In the age of news as you want it and agitprop supplanting journalism, it is getting harder and harder to find analysis that tells it like it is without bias. That is why I was captivated by Hannah Giorgis’s article about Kamala Harris that I read last night. It was a compelling piece of journalism, one that compared Harris’s rhetoric with her actual record during her tenure as a District Attorney and California’s Attorney General.

Reading Giorgis’s article reminded me of the era of the muckrakers, a time when journalists made it their mission to root out corruption and shine a light on the hypocrisy of the ruling class. Journalists like Ida Tarbell, Upton Sinclair and Lincoln Steffens courageously exposed the insidious intersection of big business and government. This spirit of truth-telling sans hidden agendas is rarely found these days as too many journalists act like political operatives instead of reporting the facts.

What makes Giorgis’s assessment so riveting is how she deftly interweaves pop culture with wonk, she systematically dismantles Harris’s memoir by contrasting her platitudes to her actions before she became a Senator.

“Recounting her years as a district attorney, for instance, she tells a fairly cringeworthy story in which she responded to colleagues’ racist assumptions about an arrested man—his music taste was deemed evidence of his gang involvement—by interjecting that she, too, had a “tape of that rapper.” It’s the kind of ostensibly anti-racist gotcha!that might easily earn a “yass!” gif in response if it were a tweet, but doesn’t translate to any substantive shift in either policy or perception.”
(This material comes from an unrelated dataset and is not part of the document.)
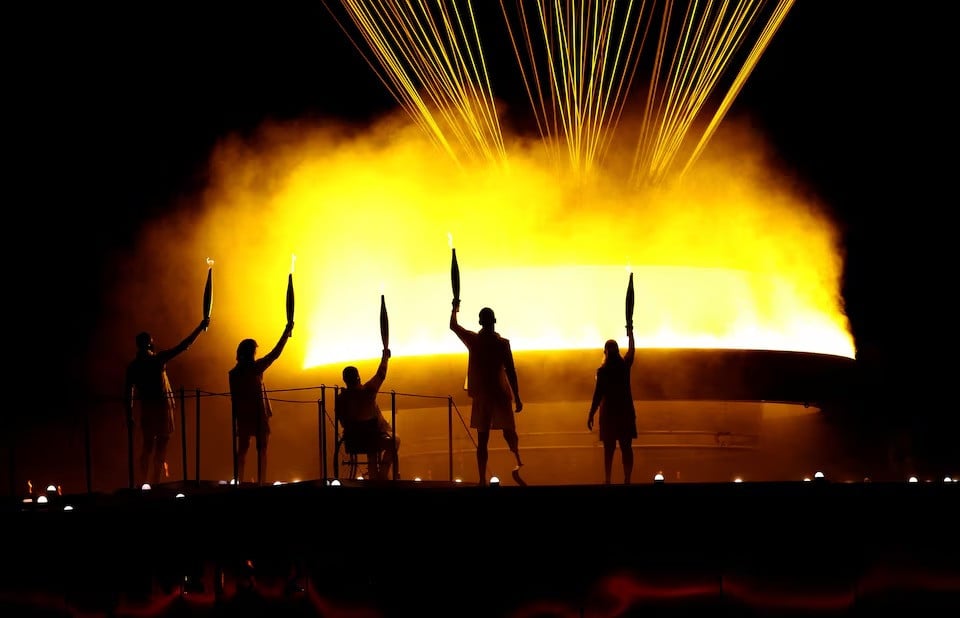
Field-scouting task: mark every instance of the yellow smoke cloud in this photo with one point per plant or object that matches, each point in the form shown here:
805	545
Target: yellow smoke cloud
735	256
These day, highlighting a politician’s record is dismissed as an attack piece. A few weeks ago, David Sirota ran into a buzz saw for daring to call attention to Beto O’Rourke’s voting history. This is why Giorgis’s article is a must read, we must encourage more journalists to bravely shine the light on the gap between the pabulum of candidates and their accomplishments.
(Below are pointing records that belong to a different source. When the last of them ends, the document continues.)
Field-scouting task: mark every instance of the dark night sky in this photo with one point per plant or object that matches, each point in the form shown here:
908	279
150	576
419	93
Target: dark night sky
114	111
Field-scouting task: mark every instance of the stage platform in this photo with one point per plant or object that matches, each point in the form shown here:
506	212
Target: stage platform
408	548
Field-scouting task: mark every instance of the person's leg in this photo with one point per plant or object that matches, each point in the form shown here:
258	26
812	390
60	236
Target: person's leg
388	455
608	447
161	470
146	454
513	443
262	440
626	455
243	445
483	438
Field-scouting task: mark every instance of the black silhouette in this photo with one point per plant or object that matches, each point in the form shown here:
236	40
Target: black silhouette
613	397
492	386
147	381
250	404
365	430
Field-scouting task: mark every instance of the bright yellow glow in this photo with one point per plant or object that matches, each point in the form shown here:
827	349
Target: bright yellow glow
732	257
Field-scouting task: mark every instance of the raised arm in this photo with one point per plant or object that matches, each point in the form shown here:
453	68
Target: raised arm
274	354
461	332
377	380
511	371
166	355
Checking off identity boxes and getting jiggy with it is not enough, we must demand more from politicians than soundbites and feigned indignation. Instead of addressing income inequalities and systematic imbalances that are the sources of most social ills, Harris tries to hide behind anecdotes and outlier stories in an attempt to minimize the disproportionate impact her decisions had on the poor and working class. After making a name for herself by aggressively locking up Californians and enhancing the  inmate supply for the prison-industrial complex, she is now attempting an image makeover by using social justice and diversity hustles as launching pads.

Senator Harris will spend the next two years using photo/ops and platitudes to sanitize her prison for profit record.
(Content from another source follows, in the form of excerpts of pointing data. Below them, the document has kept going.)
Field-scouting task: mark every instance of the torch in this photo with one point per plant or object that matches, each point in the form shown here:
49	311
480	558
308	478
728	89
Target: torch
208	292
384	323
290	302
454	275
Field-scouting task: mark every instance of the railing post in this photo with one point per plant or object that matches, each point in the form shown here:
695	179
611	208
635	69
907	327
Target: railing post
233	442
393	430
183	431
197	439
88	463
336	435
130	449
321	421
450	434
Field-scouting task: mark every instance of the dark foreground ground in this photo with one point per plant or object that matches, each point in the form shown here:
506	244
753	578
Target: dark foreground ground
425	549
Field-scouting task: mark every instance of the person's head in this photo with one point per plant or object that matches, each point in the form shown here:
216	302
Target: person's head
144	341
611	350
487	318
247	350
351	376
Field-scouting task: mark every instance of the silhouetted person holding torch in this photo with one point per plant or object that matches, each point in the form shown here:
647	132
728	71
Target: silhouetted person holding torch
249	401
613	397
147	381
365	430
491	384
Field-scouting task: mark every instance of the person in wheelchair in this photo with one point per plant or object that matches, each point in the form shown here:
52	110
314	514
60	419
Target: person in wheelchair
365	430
This is why Giorgis’s article is so insightful. Instead of letting Harris skate and excusing her past behaviors, Giorgis takes the junior senator from California to task. Most of us are rightly dismayed by the state of mainstream media, there is a reason why root canals have a higher approval rating than the “fourth estate”. However, as much as we criticize corporate journalists, we must give credit to the few who refuse to parrot the establishment.

That is exactly what Giorgis did in her critique, instead of opining, she simply chronicled Harris’s exploits. What becomes obvious is that Harris has a double standard when it comes to dispensing justice—an iron fist for the proletariat and velvet gloves for the affluent. Harris was not interested in rehabilitating prisoners and giving inmates second chances, she was more concerned with protecting the bottom lines of for-profit prison corporations. As Giorgis notes, “[Kamala] attempted to block the release of nonviolent second-strike offenders from overcrowded state prisons on the grounds that their paroling would result in prisons losing an important labor pool.”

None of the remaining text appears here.